Noureddine se tourne vers son écran, où la vidéo TikTok continue de tourner en sourdine.
"Donc c'est ça la suite ? On le regarde couler en format vertical, avec une musique entraînante en fond ?"
"C'est le monde qu'il a contribué à créer", répond Leïla. "Où même la souffrance doit être packagée, marketée, optimisée pour les algorithmes. Il ne peut pas se plaindre du monstre qu'il a nourri."
"Tu crois que quelqu'un va l'aider ?"
"À quoi faire ? À rebondir ? À faire son 'comeback' ? Il trouvera bien un Ted Talk à donner sur 'Comment j'ai transformé mon burn-out en opportunité de croissance'. Ou il écrira un livre sur 'Le management conscient post-traumatique'. Il y a toujours un marché pour ça."
Noureddine regarde les vues qui s'accumulent sous la vidéo. Des millions de clics, de partages, de commentaires.
"C'est peut-être ça la vraie violence de notre époque. Même la chute doit être rentable."
"Tu sais ce qui est vraiment ironique ?", lance Leïla avant de sortir. "Cette vidéo va probablement générer plus d'engagement que toutes ses présentations PowerPoint réunies. Finalement, il aura réussi son dernier KPI."
Leïla s'arrête une dernière fois à la porte.
"Au fait, Noureddine. Tu devrais regarder les commentaires sous la version longue de la vidéo."
"Pourquoi ?"
"Il y en a un qui dit : 'Le plus flippant, c'est qu'on est tous un peu comme lui. En train de commenter sa chute pendant nos pauses café, entre deux réunions Zoom.' C'est signé 'Un écrivain en reconversion qui se reconnaît trop dans cette histoire'..."
Noureddine fixe son écran, soudain mal à l'aise.

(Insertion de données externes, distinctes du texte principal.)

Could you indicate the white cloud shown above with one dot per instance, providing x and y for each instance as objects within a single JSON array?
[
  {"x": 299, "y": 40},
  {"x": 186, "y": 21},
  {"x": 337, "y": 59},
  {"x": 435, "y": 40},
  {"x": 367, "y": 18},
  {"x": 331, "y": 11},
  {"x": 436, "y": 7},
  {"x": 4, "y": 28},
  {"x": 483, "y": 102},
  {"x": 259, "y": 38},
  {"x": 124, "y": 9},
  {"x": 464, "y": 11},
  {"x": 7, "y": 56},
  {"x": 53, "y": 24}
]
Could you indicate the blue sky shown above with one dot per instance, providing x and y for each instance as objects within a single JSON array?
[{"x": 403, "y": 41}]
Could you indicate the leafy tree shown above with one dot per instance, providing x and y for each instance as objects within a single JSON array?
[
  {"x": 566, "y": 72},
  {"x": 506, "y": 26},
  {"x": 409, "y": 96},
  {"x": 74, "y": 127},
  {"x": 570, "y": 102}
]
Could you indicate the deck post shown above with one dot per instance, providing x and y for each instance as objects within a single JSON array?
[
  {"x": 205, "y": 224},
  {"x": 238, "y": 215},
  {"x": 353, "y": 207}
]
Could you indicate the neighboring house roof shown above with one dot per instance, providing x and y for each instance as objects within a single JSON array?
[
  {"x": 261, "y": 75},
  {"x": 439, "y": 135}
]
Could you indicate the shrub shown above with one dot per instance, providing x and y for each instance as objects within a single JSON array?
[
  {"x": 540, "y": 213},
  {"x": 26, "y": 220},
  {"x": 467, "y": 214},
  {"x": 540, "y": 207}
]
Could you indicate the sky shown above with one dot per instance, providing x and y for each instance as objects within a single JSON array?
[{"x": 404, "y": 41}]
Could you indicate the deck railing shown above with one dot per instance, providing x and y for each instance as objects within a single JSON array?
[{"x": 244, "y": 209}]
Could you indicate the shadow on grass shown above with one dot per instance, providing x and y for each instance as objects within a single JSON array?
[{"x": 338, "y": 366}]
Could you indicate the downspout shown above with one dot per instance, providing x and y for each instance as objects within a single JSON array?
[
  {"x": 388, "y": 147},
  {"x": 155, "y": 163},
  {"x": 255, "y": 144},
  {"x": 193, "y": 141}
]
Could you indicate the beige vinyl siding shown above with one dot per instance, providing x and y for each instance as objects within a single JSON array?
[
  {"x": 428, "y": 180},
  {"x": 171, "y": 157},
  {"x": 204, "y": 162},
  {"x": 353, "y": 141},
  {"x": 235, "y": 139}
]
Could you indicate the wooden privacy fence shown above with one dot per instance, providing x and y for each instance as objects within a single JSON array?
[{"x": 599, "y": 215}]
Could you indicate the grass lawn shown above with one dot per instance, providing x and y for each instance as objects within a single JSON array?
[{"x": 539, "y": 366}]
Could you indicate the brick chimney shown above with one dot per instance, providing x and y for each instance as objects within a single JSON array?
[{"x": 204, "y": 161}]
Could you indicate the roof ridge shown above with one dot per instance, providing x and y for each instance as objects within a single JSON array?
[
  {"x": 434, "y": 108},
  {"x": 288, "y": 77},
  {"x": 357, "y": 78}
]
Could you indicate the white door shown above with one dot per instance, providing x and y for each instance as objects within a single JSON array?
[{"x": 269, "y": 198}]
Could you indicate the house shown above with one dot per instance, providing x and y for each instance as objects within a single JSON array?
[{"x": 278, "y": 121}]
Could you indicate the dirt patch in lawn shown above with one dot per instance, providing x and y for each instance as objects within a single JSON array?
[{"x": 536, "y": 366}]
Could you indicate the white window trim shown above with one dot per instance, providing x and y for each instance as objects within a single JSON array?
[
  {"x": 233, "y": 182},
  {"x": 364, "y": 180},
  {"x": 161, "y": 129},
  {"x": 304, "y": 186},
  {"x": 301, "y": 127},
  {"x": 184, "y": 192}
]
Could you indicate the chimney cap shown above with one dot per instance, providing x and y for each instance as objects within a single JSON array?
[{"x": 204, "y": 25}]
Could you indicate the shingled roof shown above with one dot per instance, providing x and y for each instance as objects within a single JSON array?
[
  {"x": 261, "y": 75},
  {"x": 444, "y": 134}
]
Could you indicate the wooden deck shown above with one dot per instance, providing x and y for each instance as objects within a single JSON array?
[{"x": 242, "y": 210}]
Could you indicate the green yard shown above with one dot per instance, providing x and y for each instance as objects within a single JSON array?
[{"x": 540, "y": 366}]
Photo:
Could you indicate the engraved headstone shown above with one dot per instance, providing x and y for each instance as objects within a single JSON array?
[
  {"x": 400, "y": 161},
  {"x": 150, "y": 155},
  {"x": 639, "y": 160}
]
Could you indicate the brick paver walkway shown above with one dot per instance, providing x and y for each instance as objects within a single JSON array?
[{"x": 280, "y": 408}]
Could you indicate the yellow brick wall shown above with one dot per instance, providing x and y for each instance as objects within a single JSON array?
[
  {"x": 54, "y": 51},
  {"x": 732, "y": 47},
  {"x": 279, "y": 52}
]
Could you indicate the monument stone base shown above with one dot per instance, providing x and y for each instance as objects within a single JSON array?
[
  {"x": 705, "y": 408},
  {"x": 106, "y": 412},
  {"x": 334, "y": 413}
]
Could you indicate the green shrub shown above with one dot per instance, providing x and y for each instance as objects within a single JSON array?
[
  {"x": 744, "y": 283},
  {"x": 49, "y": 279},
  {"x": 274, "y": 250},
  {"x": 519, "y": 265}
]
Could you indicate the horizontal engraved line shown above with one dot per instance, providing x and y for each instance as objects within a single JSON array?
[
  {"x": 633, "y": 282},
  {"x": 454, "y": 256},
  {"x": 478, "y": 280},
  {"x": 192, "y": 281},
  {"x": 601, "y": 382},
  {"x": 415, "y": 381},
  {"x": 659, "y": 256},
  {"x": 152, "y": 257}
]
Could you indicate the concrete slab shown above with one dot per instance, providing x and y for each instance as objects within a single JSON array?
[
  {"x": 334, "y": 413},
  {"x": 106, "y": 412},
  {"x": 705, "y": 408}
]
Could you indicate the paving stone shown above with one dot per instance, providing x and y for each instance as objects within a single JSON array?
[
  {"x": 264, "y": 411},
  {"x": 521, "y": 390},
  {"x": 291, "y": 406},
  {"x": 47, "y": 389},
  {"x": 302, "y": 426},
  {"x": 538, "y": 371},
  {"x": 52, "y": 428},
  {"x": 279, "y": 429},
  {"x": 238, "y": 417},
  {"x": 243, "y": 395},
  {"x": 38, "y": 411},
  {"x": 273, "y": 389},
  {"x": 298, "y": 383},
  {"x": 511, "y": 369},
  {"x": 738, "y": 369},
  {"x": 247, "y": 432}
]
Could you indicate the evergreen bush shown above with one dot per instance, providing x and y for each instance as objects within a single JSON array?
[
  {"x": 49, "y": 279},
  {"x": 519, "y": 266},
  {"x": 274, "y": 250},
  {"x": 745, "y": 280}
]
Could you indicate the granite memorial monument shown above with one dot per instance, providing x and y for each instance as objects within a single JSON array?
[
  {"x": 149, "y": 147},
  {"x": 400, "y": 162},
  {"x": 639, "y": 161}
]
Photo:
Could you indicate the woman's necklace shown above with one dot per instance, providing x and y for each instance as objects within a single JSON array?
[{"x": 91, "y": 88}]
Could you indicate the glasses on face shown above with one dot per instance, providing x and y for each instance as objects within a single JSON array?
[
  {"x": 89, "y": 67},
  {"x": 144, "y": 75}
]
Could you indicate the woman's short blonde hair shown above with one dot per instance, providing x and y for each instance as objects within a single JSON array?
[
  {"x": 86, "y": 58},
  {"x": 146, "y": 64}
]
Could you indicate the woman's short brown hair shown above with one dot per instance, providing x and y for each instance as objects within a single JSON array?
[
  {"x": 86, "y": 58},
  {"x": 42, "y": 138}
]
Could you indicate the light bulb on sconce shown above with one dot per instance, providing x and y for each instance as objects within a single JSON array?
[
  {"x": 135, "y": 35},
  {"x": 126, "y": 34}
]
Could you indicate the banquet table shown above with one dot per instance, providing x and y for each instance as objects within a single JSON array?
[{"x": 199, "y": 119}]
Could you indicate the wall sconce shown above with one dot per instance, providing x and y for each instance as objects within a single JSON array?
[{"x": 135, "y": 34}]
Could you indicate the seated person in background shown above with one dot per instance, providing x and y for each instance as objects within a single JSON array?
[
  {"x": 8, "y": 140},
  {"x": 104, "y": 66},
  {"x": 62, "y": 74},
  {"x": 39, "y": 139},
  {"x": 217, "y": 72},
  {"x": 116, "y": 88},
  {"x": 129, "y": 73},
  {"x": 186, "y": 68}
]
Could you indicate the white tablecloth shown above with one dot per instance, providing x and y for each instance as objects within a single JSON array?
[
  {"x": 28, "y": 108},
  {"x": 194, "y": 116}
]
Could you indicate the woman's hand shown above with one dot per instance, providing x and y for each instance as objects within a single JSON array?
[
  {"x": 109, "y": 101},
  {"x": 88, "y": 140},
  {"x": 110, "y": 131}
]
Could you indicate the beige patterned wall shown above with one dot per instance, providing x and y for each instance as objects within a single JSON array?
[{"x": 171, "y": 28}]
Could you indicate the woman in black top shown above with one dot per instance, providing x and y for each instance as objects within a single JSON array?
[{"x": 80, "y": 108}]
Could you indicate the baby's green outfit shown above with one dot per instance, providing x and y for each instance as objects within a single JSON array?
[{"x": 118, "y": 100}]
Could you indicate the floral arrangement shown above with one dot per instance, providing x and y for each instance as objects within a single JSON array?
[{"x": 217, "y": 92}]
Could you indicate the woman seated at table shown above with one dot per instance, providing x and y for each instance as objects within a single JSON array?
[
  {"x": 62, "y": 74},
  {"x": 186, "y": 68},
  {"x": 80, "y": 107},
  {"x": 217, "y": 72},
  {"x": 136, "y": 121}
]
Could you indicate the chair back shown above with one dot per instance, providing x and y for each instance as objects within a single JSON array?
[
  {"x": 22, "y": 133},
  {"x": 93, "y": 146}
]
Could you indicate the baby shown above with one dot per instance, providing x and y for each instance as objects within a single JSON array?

"Je ne vois pas le rapport."
"Vraiment ? Toi qui écris sur la dérive du système tout en continuant à y participer ? Qui dénonces le corporate bullshit tout en étant un rouage des plus machiavélique ?"
Elle sort, laissant Noureddine seul face à son reflet dans l'écran noir.
L'empereur est nu, et même ceux qui décrivent sa nudité portent des habits cousus par le même système.